The Downfall wants to demonstrate how the German people, too, were victimized by Nazism. If guilty at all, it is only of overwrought nationalism, of misplaced loyalty, or of just plain na?vet?--anything but evil. Not even the Nazis are truly evil, only sick. They prefer to blow their brains out, or, like Goebbels's sociopathic wife, Magda, to poison their own children rather than let them live in a world without National Socialism. And, of all the Nazis, none is crazier--insane, not satanic--than Adolf Hitler.
Hitler's humanity, in fact, lasts for five minutes in the film's opening scene. Thereafter, he launches into a maelstrom of tirades, tantrums, and incoherent fits that culminate in his suicide. Since he is not a bad person, per se, but merely a lunatic, it follows that those who adored him were also unbalanced--temporarily, in the case of many Germans, terminally for the die-hard Nazis. By reducing the Third Reich to a limited dementia, The Downfall absolves the German people of any moral culpability for perpetrating World War II and destroying European Jewry. On the contrary, it casts them as heroic, even martyr-like. The movie closes with Traudl and the orphaned Peter Kranz together, cycling into the sunshine--the virgin and the golden-haired child, the progenitors of an immaculate Germany.

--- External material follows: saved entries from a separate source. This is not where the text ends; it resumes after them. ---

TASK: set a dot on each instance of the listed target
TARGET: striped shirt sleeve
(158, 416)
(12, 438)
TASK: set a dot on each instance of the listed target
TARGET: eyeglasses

Most of the Israelis who lined up for The Downfall were too focused on its multi-faceted Fuhrer to see this whitewashing. Others, yearning to be part of the New Europe, welcomed it. But the film is not meant for Israelis, nor even for Americans. Rather, its ideal viewers are twentysomething Germans who have made it the most popular film in their country's history. And understandably so, for they emerge from the theater convinced that their grandparents were valorous, victimized, and naive, and that Germany can unreservedly take its place in a post-nationalist, post-psychotic Europe. They can enjoy watching the next generation of Germans play hide-and-seek around the abstract black cubes of Berlin's new Holocaust memorial, situated near the site of Hitler's bunker.
Though some movies open with a disclaimer, The Downfall ends with one. Statistics appear on the screen--"Fifty million people were killed in World War II, and six million Jews died in German concentration camps"--couched in soothingly passive verbs. Then, the real Traudl Junge, 80 years old but still handsome, asserts that she never once suspected the evil deeds committed by her mad ex-boss. But compare this ending with that of another movie, Judgment at Nuremberg, released in 1961. After deciding that four German judges on trial for war crimes were guilty merely by having participated in the Nazi system, American justice Dan Waywood (played by a wizened Spencer Tracy) declares, "If the defendants had been degraded perverts, if all the leaders of the Third Reich had been sadistic monsters and maniacs, then these events [the Holocaust] would have no more moral content than an earthquake." Perhaps Der Untergang should change its name to Der Erdbeben, The Earthquake.
Michael B. Oren, a senior fellow at the Shalem Center in Jerusalem, is the author of Six Days of War: June 1967 and the Making of the Modern Middle East.